Specifically, a label can be deployed when spinning up containers with Docker Engine. Each label has no direct purpose for Docker itself, although as it travels with the workload, it associates the application it contains with an SDN path that Cisco’s orchestration produced for it.
Segment routing, as Cisco Director of Engineering Brook Crossman showed the audience, uses Tetration to help determine the optimum route for an application as it traverses the network. “We’ve actually extended Docker,” Crossman explained, “to take advantage of this functionality, so that we can present some really interesting opportunities to solve your problem.”
Crossman’s demo clearly showed three segment routing labels representing the path between the gateways of two data centers. Each label referred to a segment of the network whose access policies were governed by Contiv, the company’s policy enforcement engine.

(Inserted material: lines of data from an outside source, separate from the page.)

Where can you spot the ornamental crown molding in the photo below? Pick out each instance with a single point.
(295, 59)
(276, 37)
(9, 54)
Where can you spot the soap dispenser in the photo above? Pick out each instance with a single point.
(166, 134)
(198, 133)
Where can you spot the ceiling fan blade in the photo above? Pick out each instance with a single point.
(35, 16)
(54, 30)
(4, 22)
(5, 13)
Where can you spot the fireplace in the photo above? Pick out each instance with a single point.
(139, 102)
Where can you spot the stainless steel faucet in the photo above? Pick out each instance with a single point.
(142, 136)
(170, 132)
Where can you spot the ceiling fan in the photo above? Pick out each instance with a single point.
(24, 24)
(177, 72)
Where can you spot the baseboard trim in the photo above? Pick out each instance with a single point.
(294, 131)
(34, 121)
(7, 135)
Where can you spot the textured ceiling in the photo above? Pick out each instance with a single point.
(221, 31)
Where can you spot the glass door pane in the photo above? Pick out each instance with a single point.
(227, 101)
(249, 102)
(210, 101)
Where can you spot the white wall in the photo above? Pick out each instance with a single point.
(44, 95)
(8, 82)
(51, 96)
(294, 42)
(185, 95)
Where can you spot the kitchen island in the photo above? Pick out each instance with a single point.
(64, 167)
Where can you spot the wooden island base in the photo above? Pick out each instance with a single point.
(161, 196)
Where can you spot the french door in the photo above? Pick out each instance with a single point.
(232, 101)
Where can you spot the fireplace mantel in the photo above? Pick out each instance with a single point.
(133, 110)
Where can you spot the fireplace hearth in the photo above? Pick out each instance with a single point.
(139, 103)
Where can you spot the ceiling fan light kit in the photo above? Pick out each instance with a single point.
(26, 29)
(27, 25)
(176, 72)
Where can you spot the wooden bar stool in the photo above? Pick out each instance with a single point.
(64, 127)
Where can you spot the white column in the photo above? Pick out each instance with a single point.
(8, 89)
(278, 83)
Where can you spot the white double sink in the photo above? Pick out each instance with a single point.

This way, packets are sent over the network over paths that have already been secured, and whose access policies are already being enforced, without arbitration having to take place for each and every packet individually.
While Cisco’s goal is for its new infrastructure to behave with absolute agnosticism, it’s clear that newer classes of virtualized infrastructure will exhibit behaviors that any staging platform will need to take into consideration, especially if it wishes to continue presenting the appearance of integration.
“I think you’ll find, as these containerized applications move into mainstream production,” said Cisco’s David Cope, “they will almost always have non-containerized dependencies — reaching out to a PaaS, reaching out to a database. Cisco’s CloudCenter is unique, in that it allows you to create and manage these composite topologies.”
As software continues to take over the architecture of data centers, look for hardware manufacturers to find clever ways to take the lead in pursuing software-defined evolutionary paths.